CS174 Project Milestone

Smart NBA Outcome Prediction System

Fanghao Chen


    Introduction:

    NBA is regarded as one of core constituents of modern professional sports with around $4.1 billion dollars of revenue in the 2010-2011 season [1]. Meanwhile, professional betting, which is another billion dollar industry, greatly depends on the accurate game outcome prediction [2]. The goal of this project is implementing Machine Learning algorithms to predict outcome of a game/series by given two NBA teams' statistics.


    Dataset:

    The NBA dataset is downloaded from www.databasebasketball.com. The raw data contains the year-long NBA statistics of players, teams and coaches for both regular seasons and playoffs. I only use data of seasons 2008-2009 through 2009-2010 due to the consistency, since whole NBA league kept changing because of old team quitting and new team joining since 2000s.


    In this project, the regular season team stats are used as X. There are 32 features in total including offensive and defensive statistics, pace and wins of that specific season. Intuitively, a team's offensive stats are the stats "earned" from the opponents, while a team's defensive stats are the stats "earned" by the opponents. In addition, I found several dominant features of game accuracy prediction, such as wins for each team, defensive assists, defensive points, defensive field goals made and offensive rebound in previous season.

    Table 1. Top 5 dominant features of team statistics.
    Features wins d_ast d_pts d_fgm o_reb
    Accuracy 0.6939 0.6293 0.6199 0.613 0.611

    Y is the series outcome of two teams. For example, Boston Celtics plays two games against Los Angeles Lakers in their series. If Celtics wins two games, the series outcome of Celtics is 1, the opposite is 0. However, if they draw, the series outcome will be determined by the most dominant feature, i.e. wins for each team in previous season. The series outcome will be 1 of the team with higher wins rate. Due to lack of the accumulative season data from the database, it is only possible to use series outcome instead of game outcome as Y. In other words, it is impossible using same X data to predict game results of 1 win and 1 lose. That's a limitation of the dataset which I will talk in the later part.

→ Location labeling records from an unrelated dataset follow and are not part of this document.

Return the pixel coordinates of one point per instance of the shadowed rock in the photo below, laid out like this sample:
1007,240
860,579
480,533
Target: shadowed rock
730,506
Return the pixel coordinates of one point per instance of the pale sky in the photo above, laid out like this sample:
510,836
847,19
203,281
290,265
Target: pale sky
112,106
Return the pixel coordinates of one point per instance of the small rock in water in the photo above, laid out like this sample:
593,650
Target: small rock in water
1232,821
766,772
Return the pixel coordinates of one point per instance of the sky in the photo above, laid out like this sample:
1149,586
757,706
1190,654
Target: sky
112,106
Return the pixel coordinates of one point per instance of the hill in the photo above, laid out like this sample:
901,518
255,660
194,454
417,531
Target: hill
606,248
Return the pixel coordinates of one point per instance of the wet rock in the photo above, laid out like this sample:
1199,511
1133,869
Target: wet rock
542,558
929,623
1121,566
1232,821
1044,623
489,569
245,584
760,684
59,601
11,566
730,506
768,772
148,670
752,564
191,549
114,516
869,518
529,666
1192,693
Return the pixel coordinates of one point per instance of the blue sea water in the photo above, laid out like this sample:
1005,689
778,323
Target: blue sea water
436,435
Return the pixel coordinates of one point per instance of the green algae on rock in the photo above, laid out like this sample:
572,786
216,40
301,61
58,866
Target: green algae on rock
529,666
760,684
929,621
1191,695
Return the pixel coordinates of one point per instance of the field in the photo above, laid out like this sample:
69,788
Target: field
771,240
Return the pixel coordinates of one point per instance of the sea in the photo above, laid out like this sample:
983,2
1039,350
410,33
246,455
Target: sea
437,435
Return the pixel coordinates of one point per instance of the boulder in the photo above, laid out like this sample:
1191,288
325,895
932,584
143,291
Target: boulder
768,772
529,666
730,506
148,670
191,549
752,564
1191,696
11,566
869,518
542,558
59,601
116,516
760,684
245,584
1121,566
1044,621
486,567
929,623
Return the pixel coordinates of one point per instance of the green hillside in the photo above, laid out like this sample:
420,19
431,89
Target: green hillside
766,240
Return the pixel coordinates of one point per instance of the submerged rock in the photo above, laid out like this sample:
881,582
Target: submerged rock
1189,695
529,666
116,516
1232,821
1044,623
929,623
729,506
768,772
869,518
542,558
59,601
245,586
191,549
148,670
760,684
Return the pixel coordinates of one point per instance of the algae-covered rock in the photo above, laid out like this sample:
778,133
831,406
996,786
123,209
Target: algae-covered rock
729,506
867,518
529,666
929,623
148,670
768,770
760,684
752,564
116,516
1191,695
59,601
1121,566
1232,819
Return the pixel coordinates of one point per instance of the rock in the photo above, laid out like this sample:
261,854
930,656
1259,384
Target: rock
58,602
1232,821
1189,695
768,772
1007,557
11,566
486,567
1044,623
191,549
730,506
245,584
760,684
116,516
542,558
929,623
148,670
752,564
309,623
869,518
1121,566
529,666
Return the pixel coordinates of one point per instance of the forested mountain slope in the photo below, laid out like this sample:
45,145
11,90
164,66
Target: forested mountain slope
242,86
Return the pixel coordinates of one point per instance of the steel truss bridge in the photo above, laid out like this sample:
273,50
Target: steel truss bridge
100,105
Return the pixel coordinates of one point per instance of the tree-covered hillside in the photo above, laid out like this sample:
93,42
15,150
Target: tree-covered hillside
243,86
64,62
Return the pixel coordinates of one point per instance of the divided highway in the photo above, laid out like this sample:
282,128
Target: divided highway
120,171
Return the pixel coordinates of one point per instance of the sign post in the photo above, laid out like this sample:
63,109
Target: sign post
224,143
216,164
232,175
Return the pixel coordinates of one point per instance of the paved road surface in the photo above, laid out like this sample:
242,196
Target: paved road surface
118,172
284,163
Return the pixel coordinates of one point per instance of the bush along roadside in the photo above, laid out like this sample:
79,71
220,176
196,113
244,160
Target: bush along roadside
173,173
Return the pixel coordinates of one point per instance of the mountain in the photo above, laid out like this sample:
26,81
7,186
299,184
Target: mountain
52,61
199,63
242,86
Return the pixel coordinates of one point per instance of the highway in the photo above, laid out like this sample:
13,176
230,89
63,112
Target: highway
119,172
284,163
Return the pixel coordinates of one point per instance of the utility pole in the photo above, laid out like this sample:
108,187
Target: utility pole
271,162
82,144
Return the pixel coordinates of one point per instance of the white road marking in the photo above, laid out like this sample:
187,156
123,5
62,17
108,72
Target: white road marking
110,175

    Figure 1. Training and test set of the prediction system.

    Algorithms:

    In order to get a better understanding of the prediction accuracy, I examined several related work of game outcome prediction. Michael et al. [3] reported up to 73% accuracy to predict NBA games when using linear regression. Hamadani [4] used logistic regression to predict NFL games with accuracy of 64.8%. Radha-Krishna [5] predicted soccer matches with accuracy of 65.5% when using neural networks. In this project, I plan to implement 5 machine learning binary classification methods.


    Results:

    I provided the prediction results of the four implemented algorithms. From the table below, all methods achieve a very satisfied series prediction accuracy except linear regression. However, the game prediction accuracy drops a lot due to the collected data limitation. Overall, the AdaBoost seems to be the best classification algorithms in both game and series prediction.



    Table 2. Accuracy comparison on test set.
    Algorithms Linear Logistic AdaBoost KNN
    Games Prediction Accuracy 0.661 0.6797 0.7016 0.6894
    Series Prediction Accuracy 0.5655 0.8368 0.8966 0.8506

    In this project I assume that if a team wins a series, it wins all the games in that series. Clearly, a bad case is the draw in series which can only give me a fixed 50% game prediction accuracy. Therefore, I tried to use KNN to classify the series win/lose/draw results instead of the original win/lose results. Still if a team wins or loses a series, it wins or loses all the games. But if the team draws in a series, it wins and loses equal number of games. The below figure shows the result of this proposed series model instead of the binary classification model. Although the games prediction accuracy increased a little, the series accuracy drops approximately 60% compared to the win/lose model. Because I haven't implemented Neural Networks yet, it is hard to determine whether use this win/lose/draw model or win/lose model to predict game outcomes at this time.



    Limitations:


    Future Work:


    Reference:

    [1] Sports Industry Overview
    [2] McMurray, S. (1995). Basketball's new high-tech guru. U.S. News and World Report, December 11, 1995, pp 79 - 80.
    [3] Michael Papamichael, Matthew Beckler and Hongfei Wang, NBA Oracle, 2009.
    [4] Babak, Hamadani. Predicting the outcome of NFL games using machine learning. Project Report for CS229, Stanford University.
    [5] Balla, Radha-Krishna. Soccer Match Result Prediction using Neural Networks. Project report for CS534.
    [6] Alan McCabe, An Artificially Intelligent Sports Tipper, in Proceedings : 15th Australian Joint Conference on Artificial Intelligence, 2002.
    [7] Yoav Freund, Robert E. Schapire. "A Decision-Theoretic Generalization of on-Line Learning and an Application to Boosting", 1995.
    [8] Paul A. Viola, Michael J. Jones, "Robust Real-Time Face Detection", ICCV 2001, Vol. 2, pp. 747.